If the Arts Pass were ever to be brought as a proposal to Stormont, where frankly so many big and community – benefitting ideas go to die, the cost would be the first wing to feel the arrows of MLAs who rarely step into our cultural spaces except perhaps for photo-ops. Wilde’s words ‘…the cost of everything and the value of nothing’ come to mind.

So much of our budget problems in NI stem from mismanaged, unspent or as we’ve seen time and time again, corrupted monies for concocted schemes that read like the names of a hundred terrible 90’s boy bands.

The Arts and by extension the Arts Pass I’m proposing is an equaliser, where the working class and well-heeled can unite in awe, escape and dream.
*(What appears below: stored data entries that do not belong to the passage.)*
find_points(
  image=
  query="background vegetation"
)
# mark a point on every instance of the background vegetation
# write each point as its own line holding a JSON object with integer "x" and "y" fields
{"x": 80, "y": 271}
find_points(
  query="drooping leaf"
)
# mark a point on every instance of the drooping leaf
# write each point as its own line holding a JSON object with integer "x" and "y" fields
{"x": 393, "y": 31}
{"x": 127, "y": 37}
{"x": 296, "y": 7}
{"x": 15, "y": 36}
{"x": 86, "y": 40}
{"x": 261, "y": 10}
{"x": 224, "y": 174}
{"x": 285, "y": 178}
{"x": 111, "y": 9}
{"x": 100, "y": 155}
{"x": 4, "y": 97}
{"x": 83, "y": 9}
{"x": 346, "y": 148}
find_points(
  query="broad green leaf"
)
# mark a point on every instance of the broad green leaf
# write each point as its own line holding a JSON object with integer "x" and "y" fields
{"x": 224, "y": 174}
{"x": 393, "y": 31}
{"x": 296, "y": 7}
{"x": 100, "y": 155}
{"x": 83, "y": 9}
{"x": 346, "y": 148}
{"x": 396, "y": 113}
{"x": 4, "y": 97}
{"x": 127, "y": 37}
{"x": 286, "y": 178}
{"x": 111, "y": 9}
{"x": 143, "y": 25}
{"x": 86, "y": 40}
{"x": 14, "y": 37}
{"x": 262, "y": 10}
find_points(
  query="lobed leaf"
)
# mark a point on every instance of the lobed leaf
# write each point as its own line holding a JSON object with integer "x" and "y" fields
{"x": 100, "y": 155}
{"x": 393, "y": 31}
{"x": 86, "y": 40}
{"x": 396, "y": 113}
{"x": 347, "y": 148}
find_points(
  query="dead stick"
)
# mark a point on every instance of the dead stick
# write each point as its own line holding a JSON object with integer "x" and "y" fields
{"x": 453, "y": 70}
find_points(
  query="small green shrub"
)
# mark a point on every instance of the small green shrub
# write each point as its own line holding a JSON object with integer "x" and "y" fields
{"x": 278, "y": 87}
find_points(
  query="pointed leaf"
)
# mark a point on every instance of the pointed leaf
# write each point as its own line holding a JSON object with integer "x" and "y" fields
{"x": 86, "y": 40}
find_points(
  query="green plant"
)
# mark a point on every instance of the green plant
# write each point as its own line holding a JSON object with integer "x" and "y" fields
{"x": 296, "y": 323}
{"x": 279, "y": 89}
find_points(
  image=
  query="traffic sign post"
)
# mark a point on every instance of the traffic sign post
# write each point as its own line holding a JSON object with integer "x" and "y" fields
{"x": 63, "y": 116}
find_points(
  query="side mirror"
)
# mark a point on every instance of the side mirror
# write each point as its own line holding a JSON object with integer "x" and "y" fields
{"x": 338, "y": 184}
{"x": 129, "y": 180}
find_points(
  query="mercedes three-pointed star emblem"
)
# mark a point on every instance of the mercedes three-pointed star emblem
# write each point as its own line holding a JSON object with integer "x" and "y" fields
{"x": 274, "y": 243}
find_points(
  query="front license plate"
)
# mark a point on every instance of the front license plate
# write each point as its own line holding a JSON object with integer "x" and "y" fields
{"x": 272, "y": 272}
The Arts are a medicine and a triage that remind us of our resilience, that we can tend our mental health in the same way we might a garden. The Arts remind us of our possession of free will and of our short time on the planet.

The Arts Pass is an investment in a future where the Arts are never in a position as we were at the start of the pandemic where we had to beg for support and be told to jettison from and industry and into another.

The Arts Pass is crucial investment in the mental wellbeing of a generation experiencing more change over the last two years than many of us have in a lifetime. It can be the democratisation of experiences that before would have been too costly for many families to give to their young people on a regular basis.

If we equip young people with a love of the Arts, along the way it will become their shield when they are low, their trophy when they celebrate and their harbour when they do not know where to go.

The Arts Pass is not one master key handed to all; it is a Swiss Army Knife that will help a generation whittle the world around them into a space for all.